We have examined how the expression of eight clock genes changes in fasting (T0) vs. fed (T2 sows). In this study, we did not analyse the CLOCK gene because it was not annotated in the Sus scrofa genome (Sscrofa 10.2 assembly2). The comparison of the patterns of expression before and after feeding (T0 vs. T2 comparison) indicates that the expression of four (dorsal fat and duodenum), six (skeletal muscle) and seven (liver) genes integrated into or modulating peripheral clocks differs between fasting and fed sows (Table 1 and Figure 1).
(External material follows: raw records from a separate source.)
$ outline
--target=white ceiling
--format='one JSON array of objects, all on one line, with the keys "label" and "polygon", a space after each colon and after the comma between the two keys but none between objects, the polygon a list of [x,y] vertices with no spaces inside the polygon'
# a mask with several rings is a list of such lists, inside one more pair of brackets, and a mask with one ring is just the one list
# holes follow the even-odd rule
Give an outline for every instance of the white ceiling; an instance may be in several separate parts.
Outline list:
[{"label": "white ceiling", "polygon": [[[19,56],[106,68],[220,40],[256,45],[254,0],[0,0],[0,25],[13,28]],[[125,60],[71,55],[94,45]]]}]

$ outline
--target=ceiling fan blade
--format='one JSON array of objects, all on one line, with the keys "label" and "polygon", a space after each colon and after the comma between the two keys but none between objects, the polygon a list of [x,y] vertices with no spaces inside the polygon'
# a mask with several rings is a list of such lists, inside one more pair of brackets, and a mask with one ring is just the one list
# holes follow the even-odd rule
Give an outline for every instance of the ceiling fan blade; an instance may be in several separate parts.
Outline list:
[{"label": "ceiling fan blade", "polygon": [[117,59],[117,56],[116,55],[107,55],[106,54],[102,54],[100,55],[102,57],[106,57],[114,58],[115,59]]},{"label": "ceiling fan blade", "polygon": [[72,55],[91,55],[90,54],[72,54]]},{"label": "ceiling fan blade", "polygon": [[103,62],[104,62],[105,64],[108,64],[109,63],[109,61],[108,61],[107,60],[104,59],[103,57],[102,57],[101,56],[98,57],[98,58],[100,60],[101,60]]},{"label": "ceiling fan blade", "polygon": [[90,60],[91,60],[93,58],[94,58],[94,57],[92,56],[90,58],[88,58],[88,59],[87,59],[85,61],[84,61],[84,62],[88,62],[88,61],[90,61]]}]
In contrast, none of the eight analysed genes shows significant variations of expression in hypothalamus, the tissue where the central clock resides (Table 1 and Figure 1). Another interesting observation is that in the four tissues containing peripheral clocks, the sets of genes showing a significant DE are not the same. For instance, in duodenum and muscle, there are four and six genes displaying DE between T0 and T2, but only two of them (NPAS2 and SIK1) are shared by both tissues (Table 1). In contrast, the comparison of genes displaying DE in muscle (six genes) and liver (seven genes) demonstrates the existence of a much higher level of overlap i.e., five genes (BHLHE40, NPAS2, PER1, PER2, and SIK1) are shared by both tissues (Table 1). The consistency of our results has been assessed by comparing the log2FC values generated in the current experiment for the muscle tissue (T0 vs. T2) with the log2FC values reported by Cardoso et al. (2017) for the same muscle samples (T0 and T2) and genes based on RNA-Seq data (Figure 2). It can be appreciated that the direction of the observed changes in gene expression are very consistent in both data sets, though there are variations in the magnitude of the change and significance, likely because we are comparing expression data obtained with two different approaches.

Table 1.

Differential clock gene expression at fasting (T0) and 7 h after eating (T2) in five porcine tissues1.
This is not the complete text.